At the end of September, the moon is full and because it is also the equinox, the tides are some of the highest of the year. The ‘Spring tide’ on the Swale fills the estuary and appears to almost drown the land. If the sea level rises as predicted then the coastal grazing marshes and reedbeds will be soon be permanently inundated. Today in the sunshine and a brisk westerly, the waters don’t break over the sea walls, just submerge nearly all of the upper saltmarsh. At high water, an assortment of boats move on the Swale and the Oare and the estuary birds shelter in large flocks at traditional high tide roosts such as on the East Flood at Oare Marshes and the tip of Shellness.
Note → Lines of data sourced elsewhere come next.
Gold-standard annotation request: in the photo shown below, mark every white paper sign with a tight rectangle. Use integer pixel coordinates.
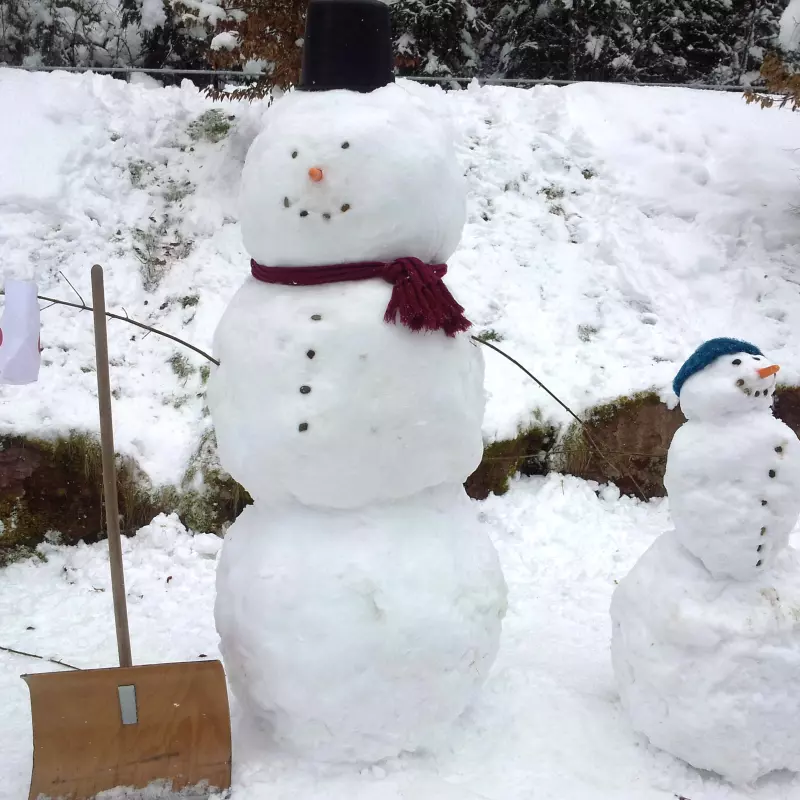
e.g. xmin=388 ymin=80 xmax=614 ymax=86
xmin=0 ymin=278 xmax=41 ymax=386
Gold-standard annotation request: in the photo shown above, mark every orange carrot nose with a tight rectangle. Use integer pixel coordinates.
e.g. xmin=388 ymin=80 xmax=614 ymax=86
xmin=756 ymin=364 xmax=780 ymax=378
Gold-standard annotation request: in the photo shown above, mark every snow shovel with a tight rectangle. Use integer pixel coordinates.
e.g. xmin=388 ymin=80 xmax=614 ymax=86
xmin=22 ymin=265 xmax=231 ymax=800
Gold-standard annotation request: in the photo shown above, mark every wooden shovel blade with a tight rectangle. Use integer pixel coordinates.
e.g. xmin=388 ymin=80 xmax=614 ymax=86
xmin=22 ymin=661 xmax=231 ymax=800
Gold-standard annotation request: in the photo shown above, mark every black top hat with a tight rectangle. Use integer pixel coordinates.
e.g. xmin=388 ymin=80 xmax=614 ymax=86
xmin=297 ymin=0 xmax=394 ymax=92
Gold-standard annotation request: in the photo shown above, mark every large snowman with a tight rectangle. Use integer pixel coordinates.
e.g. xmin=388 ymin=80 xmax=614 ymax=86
xmin=611 ymin=339 xmax=800 ymax=783
xmin=208 ymin=0 xmax=506 ymax=761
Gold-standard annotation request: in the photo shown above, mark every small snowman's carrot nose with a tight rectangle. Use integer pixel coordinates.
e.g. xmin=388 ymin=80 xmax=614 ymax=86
xmin=756 ymin=364 xmax=780 ymax=378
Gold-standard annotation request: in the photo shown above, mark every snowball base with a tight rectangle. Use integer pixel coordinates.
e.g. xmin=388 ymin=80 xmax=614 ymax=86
xmin=215 ymin=485 xmax=506 ymax=762
xmin=611 ymin=531 xmax=800 ymax=784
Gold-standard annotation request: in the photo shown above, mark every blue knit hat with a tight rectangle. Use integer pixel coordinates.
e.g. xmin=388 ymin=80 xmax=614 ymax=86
xmin=672 ymin=338 xmax=764 ymax=397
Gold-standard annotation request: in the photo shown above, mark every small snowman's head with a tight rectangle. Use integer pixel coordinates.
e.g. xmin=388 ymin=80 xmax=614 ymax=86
xmin=240 ymin=84 xmax=466 ymax=267
xmin=672 ymin=339 xmax=780 ymax=421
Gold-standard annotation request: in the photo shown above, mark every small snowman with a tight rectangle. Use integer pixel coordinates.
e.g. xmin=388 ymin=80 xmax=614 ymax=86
xmin=611 ymin=339 xmax=800 ymax=783
xmin=208 ymin=0 xmax=506 ymax=762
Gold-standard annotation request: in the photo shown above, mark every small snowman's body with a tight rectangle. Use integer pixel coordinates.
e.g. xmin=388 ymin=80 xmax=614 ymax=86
xmin=611 ymin=339 xmax=800 ymax=783
xmin=208 ymin=0 xmax=506 ymax=761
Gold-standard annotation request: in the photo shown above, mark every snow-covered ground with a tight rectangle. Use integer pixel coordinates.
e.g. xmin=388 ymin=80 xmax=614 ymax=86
xmin=0 ymin=70 xmax=800 ymax=484
xmin=0 ymin=475 xmax=800 ymax=800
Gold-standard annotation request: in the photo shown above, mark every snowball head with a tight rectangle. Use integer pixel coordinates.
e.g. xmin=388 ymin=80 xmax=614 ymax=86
xmin=611 ymin=532 xmax=800 ymax=784
xmin=215 ymin=485 xmax=506 ymax=762
xmin=240 ymin=84 xmax=466 ymax=267
xmin=207 ymin=278 xmax=485 ymax=508
xmin=664 ymin=412 xmax=800 ymax=580
xmin=680 ymin=352 xmax=777 ymax=420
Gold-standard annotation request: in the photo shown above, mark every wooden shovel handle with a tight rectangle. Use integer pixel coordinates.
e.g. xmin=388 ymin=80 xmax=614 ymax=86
xmin=92 ymin=264 xmax=132 ymax=667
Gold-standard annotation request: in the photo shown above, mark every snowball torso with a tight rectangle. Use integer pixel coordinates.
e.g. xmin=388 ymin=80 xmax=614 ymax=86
xmin=208 ymin=280 xmax=484 ymax=508
xmin=611 ymin=532 xmax=800 ymax=783
xmin=664 ymin=412 xmax=800 ymax=580
xmin=216 ymin=485 xmax=506 ymax=761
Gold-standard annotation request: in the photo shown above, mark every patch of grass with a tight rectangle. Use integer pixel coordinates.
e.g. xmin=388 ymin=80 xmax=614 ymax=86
xmin=465 ymin=424 xmax=556 ymax=500
xmin=133 ymin=215 xmax=192 ymax=292
xmin=167 ymin=352 xmax=195 ymax=383
xmin=537 ymin=183 xmax=564 ymax=202
xmin=128 ymin=158 xmax=155 ymax=189
xmin=164 ymin=178 xmax=195 ymax=204
xmin=186 ymin=108 xmax=232 ymax=144
xmin=475 ymin=328 xmax=503 ymax=342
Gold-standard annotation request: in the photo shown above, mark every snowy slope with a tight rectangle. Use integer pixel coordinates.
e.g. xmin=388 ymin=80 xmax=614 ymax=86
xmin=0 ymin=475 xmax=800 ymax=800
xmin=0 ymin=70 xmax=800 ymax=483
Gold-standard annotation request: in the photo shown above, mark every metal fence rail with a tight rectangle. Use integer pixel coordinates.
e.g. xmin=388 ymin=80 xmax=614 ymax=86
xmin=0 ymin=64 xmax=765 ymax=92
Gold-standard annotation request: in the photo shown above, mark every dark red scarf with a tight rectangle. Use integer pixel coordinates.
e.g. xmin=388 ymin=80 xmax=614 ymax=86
xmin=250 ymin=258 xmax=472 ymax=336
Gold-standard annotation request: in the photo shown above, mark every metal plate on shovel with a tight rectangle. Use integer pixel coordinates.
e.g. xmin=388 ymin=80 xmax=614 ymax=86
xmin=22 ymin=661 xmax=231 ymax=800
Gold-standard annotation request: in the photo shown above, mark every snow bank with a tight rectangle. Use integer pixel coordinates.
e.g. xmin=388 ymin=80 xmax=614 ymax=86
xmin=0 ymin=70 xmax=800 ymax=490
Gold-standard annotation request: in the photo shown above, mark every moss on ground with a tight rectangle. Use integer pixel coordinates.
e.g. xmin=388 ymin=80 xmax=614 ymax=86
xmin=0 ymin=431 xmax=160 ymax=565
xmin=175 ymin=430 xmax=253 ymax=533
xmin=464 ymin=422 xmax=557 ymax=500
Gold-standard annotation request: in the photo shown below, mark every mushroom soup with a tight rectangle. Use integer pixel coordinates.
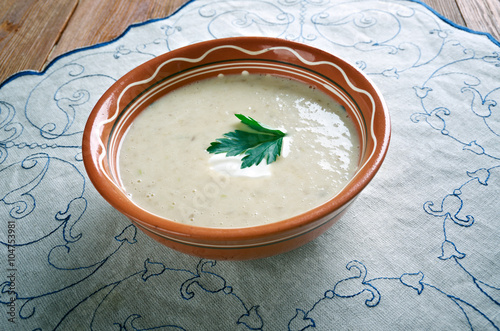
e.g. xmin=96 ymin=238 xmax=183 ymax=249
xmin=118 ymin=72 xmax=359 ymax=227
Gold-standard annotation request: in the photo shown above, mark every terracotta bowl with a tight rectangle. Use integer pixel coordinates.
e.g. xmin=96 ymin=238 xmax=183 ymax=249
xmin=82 ymin=37 xmax=390 ymax=260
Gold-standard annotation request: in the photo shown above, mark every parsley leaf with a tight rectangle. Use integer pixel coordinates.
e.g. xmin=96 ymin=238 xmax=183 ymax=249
xmin=207 ymin=114 xmax=286 ymax=169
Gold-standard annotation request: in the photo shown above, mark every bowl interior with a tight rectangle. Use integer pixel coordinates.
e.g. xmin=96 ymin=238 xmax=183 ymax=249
xmin=83 ymin=37 xmax=390 ymax=239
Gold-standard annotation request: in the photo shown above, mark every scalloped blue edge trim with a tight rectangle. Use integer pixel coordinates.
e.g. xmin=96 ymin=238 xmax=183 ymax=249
xmin=0 ymin=0 xmax=196 ymax=89
xmin=407 ymin=0 xmax=500 ymax=47
xmin=0 ymin=0 xmax=500 ymax=89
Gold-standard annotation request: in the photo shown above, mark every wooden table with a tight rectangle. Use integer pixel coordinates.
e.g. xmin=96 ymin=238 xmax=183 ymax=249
xmin=0 ymin=0 xmax=500 ymax=82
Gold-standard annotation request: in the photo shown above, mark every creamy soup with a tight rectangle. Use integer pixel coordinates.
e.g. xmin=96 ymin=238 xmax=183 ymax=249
xmin=118 ymin=72 xmax=359 ymax=227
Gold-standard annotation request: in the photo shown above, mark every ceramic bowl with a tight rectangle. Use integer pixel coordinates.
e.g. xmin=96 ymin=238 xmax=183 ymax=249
xmin=82 ymin=37 xmax=390 ymax=260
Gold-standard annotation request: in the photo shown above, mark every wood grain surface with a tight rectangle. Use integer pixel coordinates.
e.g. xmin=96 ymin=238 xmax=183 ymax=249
xmin=0 ymin=0 xmax=500 ymax=82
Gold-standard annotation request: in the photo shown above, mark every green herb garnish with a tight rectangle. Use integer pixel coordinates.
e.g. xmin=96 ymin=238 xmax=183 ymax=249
xmin=207 ymin=114 xmax=286 ymax=169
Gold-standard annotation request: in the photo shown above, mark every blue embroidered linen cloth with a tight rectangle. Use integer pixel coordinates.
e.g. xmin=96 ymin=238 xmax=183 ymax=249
xmin=0 ymin=0 xmax=500 ymax=330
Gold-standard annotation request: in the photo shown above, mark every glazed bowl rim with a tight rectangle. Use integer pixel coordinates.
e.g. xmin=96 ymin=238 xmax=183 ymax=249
xmin=82 ymin=37 xmax=391 ymax=243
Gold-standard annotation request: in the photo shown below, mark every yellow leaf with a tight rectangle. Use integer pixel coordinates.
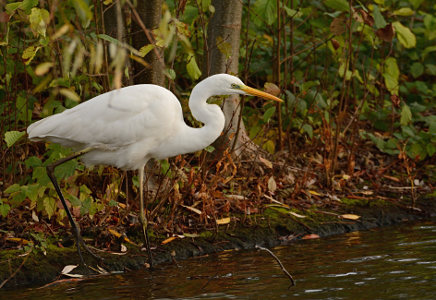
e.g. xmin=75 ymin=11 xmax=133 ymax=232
xmin=301 ymin=233 xmax=320 ymax=240
xmin=309 ymin=191 xmax=322 ymax=196
xmin=108 ymin=229 xmax=122 ymax=238
xmin=289 ymin=211 xmax=306 ymax=219
xmin=181 ymin=204 xmax=203 ymax=215
xmin=51 ymin=24 xmax=71 ymax=41
xmin=340 ymin=214 xmax=360 ymax=220
xmin=59 ymin=88 xmax=80 ymax=102
xmin=161 ymin=236 xmax=177 ymax=245
xmin=216 ymin=217 xmax=230 ymax=225
xmin=6 ymin=237 xmax=32 ymax=245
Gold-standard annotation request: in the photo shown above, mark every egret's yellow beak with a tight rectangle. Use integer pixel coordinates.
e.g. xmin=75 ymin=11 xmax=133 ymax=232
xmin=240 ymin=86 xmax=283 ymax=102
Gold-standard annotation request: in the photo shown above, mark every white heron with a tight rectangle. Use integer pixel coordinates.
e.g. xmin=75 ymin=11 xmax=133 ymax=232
xmin=27 ymin=74 xmax=282 ymax=266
It needs a ‘storm surge’ caused by a rare combination of low atmospheric pressure and high winds from a storm to lift and push the water’s higher sometimes by one or two metres. The most infamous was the nearly three metre surge that ran down the North Sea and drowned the east coast of England on the last day of January 1953. The result was the death of more than 300 people mainly in East Anglia; the Netherlands lost over 1,800. The devastation brought about great improvements in flood warning communications because, whilst the surge was correctly predicted, none of the coastal communities received any warning. The 1958 opera Noye’s Fludde by Benjamin Britten was probably influenced by the event; he lived on the low lying coast of shingle and gorse at Aldeburgh for most of his life.
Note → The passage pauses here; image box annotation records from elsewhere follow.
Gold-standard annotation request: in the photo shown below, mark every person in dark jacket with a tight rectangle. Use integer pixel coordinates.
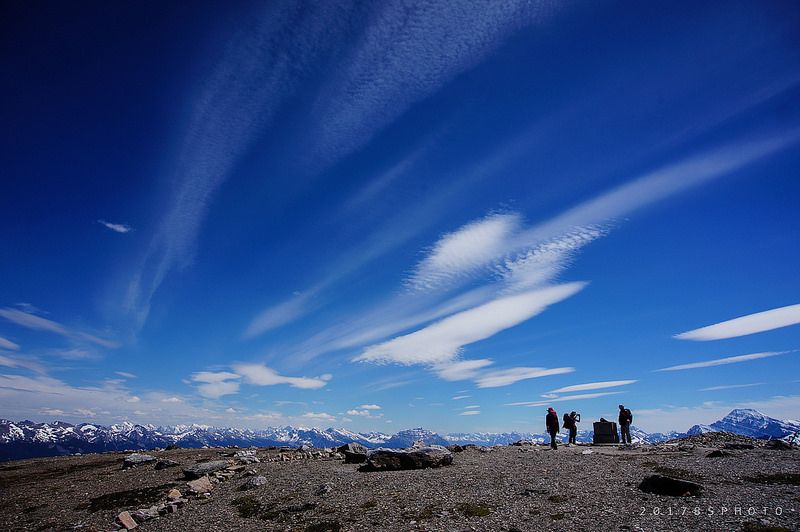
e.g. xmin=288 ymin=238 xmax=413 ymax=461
xmin=618 ymin=405 xmax=633 ymax=445
xmin=564 ymin=410 xmax=579 ymax=445
xmin=544 ymin=407 xmax=561 ymax=449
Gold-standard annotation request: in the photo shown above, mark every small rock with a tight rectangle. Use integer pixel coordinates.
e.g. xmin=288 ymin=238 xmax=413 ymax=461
xmin=314 ymin=483 xmax=333 ymax=497
xmin=764 ymin=440 xmax=792 ymax=451
xmin=183 ymin=460 xmax=228 ymax=479
xmin=156 ymin=458 xmax=180 ymax=469
xmin=122 ymin=453 xmax=156 ymax=469
xmin=336 ymin=442 xmax=367 ymax=464
xmin=186 ymin=476 xmax=214 ymax=493
xmin=117 ymin=512 xmax=139 ymax=530
xmin=722 ymin=442 xmax=756 ymax=449
xmin=706 ymin=449 xmax=730 ymax=458
xmin=239 ymin=477 xmax=267 ymax=491
xmin=361 ymin=445 xmax=453 ymax=471
xmin=639 ymin=475 xmax=703 ymax=497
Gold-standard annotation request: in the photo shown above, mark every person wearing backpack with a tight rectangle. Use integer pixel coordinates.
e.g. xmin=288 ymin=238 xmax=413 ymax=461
xmin=564 ymin=410 xmax=580 ymax=445
xmin=544 ymin=407 xmax=560 ymax=449
xmin=618 ymin=405 xmax=633 ymax=445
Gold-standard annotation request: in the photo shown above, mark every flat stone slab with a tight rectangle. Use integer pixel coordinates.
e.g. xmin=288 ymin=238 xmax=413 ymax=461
xmin=183 ymin=460 xmax=229 ymax=479
xmin=639 ymin=475 xmax=703 ymax=497
xmin=361 ymin=445 xmax=453 ymax=471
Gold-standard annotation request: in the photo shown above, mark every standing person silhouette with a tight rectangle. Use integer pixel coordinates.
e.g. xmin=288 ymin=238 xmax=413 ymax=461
xmin=619 ymin=405 xmax=633 ymax=445
xmin=564 ymin=410 xmax=580 ymax=445
xmin=544 ymin=407 xmax=561 ymax=449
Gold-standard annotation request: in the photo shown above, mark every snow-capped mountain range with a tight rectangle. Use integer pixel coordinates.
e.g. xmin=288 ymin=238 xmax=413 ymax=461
xmin=0 ymin=409 xmax=800 ymax=461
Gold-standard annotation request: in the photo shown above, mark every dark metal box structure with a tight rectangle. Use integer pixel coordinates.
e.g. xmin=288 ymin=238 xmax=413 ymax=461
xmin=592 ymin=421 xmax=619 ymax=443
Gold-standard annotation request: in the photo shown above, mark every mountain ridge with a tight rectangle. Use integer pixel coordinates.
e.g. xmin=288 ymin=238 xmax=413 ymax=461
xmin=0 ymin=409 xmax=800 ymax=461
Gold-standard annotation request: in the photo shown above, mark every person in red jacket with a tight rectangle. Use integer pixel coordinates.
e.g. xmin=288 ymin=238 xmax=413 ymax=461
xmin=544 ymin=407 xmax=561 ymax=449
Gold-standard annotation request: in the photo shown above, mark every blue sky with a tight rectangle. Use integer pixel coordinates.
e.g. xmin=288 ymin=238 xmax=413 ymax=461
xmin=0 ymin=1 xmax=800 ymax=432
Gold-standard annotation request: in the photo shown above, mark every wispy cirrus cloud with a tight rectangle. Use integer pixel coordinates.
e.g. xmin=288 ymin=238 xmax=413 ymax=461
xmin=125 ymin=1 xmax=362 ymax=327
xmin=408 ymin=213 xmax=521 ymax=289
xmin=550 ymin=380 xmax=638 ymax=394
xmin=0 ymin=354 xmax=46 ymax=374
xmin=303 ymin=412 xmax=336 ymax=422
xmin=0 ymin=307 xmax=119 ymax=349
xmin=0 ymin=336 xmax=19 ymax=351
xmin=475 ymin=367 xmax=575 ymax=388
xmin=354 ymin=283 xmax=585 ymax=366
xmin=506 ymin=392 xmax=622 ymax=406
xmin=434 ymin=358 xmax=494 ymax=381
xmin=97 ymin=220 xmax=133 ymax=234
xmin=697 ymin=382 xmax=765 ymax=392
xmin=288 ymin=131 xmax=798 ymax=386
xmin=191 ymin=371 xmax=242 ymax=399
xmin=231 ymin=364 xmax=331 ymax=390
xmin=0 ymin=374 xmax=219 ymax=424
xmin=674 ymin=304 xmax=800 ymax=342
xmin=656 ymin=351 xmax=793 ymax=371
xmin=311 ymin=0 xmax=558 ymax=166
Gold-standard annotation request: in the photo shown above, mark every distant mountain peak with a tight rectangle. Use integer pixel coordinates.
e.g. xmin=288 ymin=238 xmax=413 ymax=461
xmin=0 ymin=408 xmax=800 ymax=461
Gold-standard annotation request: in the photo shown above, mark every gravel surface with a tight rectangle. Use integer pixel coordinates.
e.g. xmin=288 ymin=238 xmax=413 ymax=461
xmin=0 ymin=439 xmax=800 ymax=532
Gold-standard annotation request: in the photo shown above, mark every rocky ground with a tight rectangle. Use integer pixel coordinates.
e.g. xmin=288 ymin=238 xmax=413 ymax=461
xmin=0 ymin=435 xmax=800 ymax=532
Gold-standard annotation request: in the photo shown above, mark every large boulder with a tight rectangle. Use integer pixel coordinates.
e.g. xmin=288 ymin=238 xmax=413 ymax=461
xmin=336 ymin=442 xmax=367 ymax=464
xmin=186 ymin=476 xmax=214 ymax=494
xmin=361 ymin=445 xmax=453 ymax=471
xmin=122 ymin=453 xmax=156 ymax=469
xmin=183 ymin=460 xmax=228 ymax=479
xmin=239 ymin=477 xmax=268 ymax=491
xmin=639 ymin=475 xmax=703 ymax=497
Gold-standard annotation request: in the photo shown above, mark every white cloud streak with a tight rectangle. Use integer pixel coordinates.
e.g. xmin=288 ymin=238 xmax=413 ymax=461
xmin=506 ymin=392 xmax=622 ymax=406
xmin=354 ymin=283 xmax=585 ymax=365
xmin=0 ymin=336 xmax=19 ymax=351
xmin=409 ymin=214 xmax=521 ymax=289
xmin=475 ymin=367 xmax=575 ymax=388
xmin=125 ymin=2 xmax=362 ymax=327
xmin=0 ymin=307 xmax=119 ymax=349
xmin=434 ymin=358 xmax=493 ymax=381
xmin=97 ymin=220 xmax=133 ymax=234
xmin=656 ymin=351 xmax=791 ymax=371
xmin=550 ymin=380 xmax=637 ymax=394
xmin=232 ymin=364 xmax=330 ymax=390
xmin=0 ymin=353 xmax=46 ymax=374
xmin=311 ymin=0 xmax=557 ymax=166
xmin=675 ymin=304 xmax=800 ymax=342
xmin=697 ymin=382 xmax=765 ymax=392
The pattern of the tide creates an unceasing cycle of feeding and enforced resting and roosting; for the waders it often appears a race to claim the best feeding spots as the high tide ebbs and exposes the first section of mud replete with molluscs and worms. Each wader species has a bill adapted to forage for different-sized prey that live at different depths; for the swans and ducks it is the algae and eelgrass on the surface that is grazed. At low tide on a still evening the typical assemblage of mute swan, teal and redshank feed and preen in the shallows on a small inlet off the Medway Estuary. The rigours of winter, especially periods with freezing temperatures, will soon demand less loafing and more time feeding to maintain condition.